The Mudcat Café TM
Thread #114088   Message #2432490
Posted By: Bonnie Shaljean
06-Sep-08 - 07:06 AM
Thread Name: My voice is heavily damaged! HELP!
Subject: RE: My voice is heavily damaged! HELP!
It is certainly possible to belt safely - but how many of them do? You can avoid harm - if you're sensible about it and don't overdo things. But how many roles even allow that these days? I've worried for a long time that musicals themselves are becoming unrealistically demanding vocally, with huge ranges to be traversed, at full volume. Two excellent shows come to mind (both mega-hits), Les Misrables and Miss Saigon. How long can anyone sing those parts before wearing out? One line alone (Ellen's "Chris, what's haunting youuuuuuuuuuuuuuuu" in Miss S, sung in the chest register) performed daily and twice on Wednesdays & Saturdays would do enough damage on its own, and the show is full of them.

I used to fight regular battles with my girls, trying to get them to sing it in head-register (no, I wanna be dramatic) until - where I could - I finally refused to play that duet. I also spent more hours of my life than I can remember transposing scores down and re-modulating key changes. But that was a theatre academy. The big bad Real World doesn't work like that. And when you're playing rehearsal piano or harp in the orch pit in the professional shows, you have no power over what happens onstage. All you can do is play, sigh, and collect your paycheque.

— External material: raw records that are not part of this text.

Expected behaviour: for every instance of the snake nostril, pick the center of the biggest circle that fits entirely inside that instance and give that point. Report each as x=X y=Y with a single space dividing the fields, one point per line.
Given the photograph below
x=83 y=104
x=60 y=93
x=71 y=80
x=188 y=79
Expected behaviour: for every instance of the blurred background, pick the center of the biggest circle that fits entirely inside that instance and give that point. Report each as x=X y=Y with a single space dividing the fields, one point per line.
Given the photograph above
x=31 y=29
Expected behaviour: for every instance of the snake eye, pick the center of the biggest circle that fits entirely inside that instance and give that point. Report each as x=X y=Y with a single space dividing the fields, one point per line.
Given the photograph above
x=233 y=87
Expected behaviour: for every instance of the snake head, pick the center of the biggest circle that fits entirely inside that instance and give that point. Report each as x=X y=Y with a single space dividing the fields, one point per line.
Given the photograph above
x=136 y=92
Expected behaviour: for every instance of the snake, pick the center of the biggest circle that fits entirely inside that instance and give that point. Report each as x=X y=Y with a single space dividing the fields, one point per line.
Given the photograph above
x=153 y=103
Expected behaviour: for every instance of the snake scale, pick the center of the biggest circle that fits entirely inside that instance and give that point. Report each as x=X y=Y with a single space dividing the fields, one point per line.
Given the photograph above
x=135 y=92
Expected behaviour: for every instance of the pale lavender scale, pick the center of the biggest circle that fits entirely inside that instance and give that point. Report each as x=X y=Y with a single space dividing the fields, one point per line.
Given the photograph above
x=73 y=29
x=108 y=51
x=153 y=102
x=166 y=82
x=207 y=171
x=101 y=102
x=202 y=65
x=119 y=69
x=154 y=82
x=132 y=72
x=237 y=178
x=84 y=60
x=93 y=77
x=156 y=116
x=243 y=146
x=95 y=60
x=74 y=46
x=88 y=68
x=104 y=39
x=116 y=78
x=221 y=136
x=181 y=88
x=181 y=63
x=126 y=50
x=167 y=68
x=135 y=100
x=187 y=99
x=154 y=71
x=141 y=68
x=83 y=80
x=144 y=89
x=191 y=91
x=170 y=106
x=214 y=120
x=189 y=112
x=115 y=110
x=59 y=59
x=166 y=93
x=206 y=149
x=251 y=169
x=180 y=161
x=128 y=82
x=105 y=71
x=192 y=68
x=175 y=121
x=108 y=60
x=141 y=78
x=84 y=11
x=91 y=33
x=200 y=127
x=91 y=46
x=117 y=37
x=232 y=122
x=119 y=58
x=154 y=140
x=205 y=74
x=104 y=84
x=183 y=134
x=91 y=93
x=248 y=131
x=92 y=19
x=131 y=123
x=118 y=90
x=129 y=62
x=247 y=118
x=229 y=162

Just catch a listen to Good Morning Baltimore from the musical Hairspray. And don't get me wrong: I'm not being snobby. I think this is a great show number. It's upbeat, catchy, and carries you along on a tide of enthusiastic good-time spirit that is huge fun to listen to. But I wouldn't give you tuppence for what her voice is going to sound like in a year's time, especially if she (or someone) has to perform this 8 times a week.

http://www.youtube.com/watch?v=9TodPbIXnKw

When I hear that abrasive opening uh-uh-OH it just makes my throat ache; ditto the lyric "start" which begins high, is held for several bars and then modulates UP. No voice can go there too often and survive unscathed. Even operatically-trained performers with strong technique can come a cropper if they take on roles which demand this sort of singing. Listen to Joan Diener at the beginning of Man Of La Mancha. Then listen to her at the end of it - and I'm only talking about the cast recording. I heard on the grapevine (or read somewhere?) that she ruined her voice playing Dulcinea, and she seems never to have done anything with great success after that show (though I only have the fallible Wiki word on that).

Interesting take in one of the obits: On the popular original cast album, Ms. Diener sings in chest and head voices, and the two qualities suggested an inner struggle — a fight for the soul of the woman. She was of both heaven and earth.
The song "Aldonza" remains a frank, blistering tirade of self-recognition and self-abnegation in which angry, broken Aldonza refutes any elevated labels other than "kitchen slut" and "whore." Ms. Diener spat out that she was "spawned in a ditch" and "born on a dung heap — to die on a dung heap."


Those lines were not written to be sung moderately, and she was riveting - but at what cost?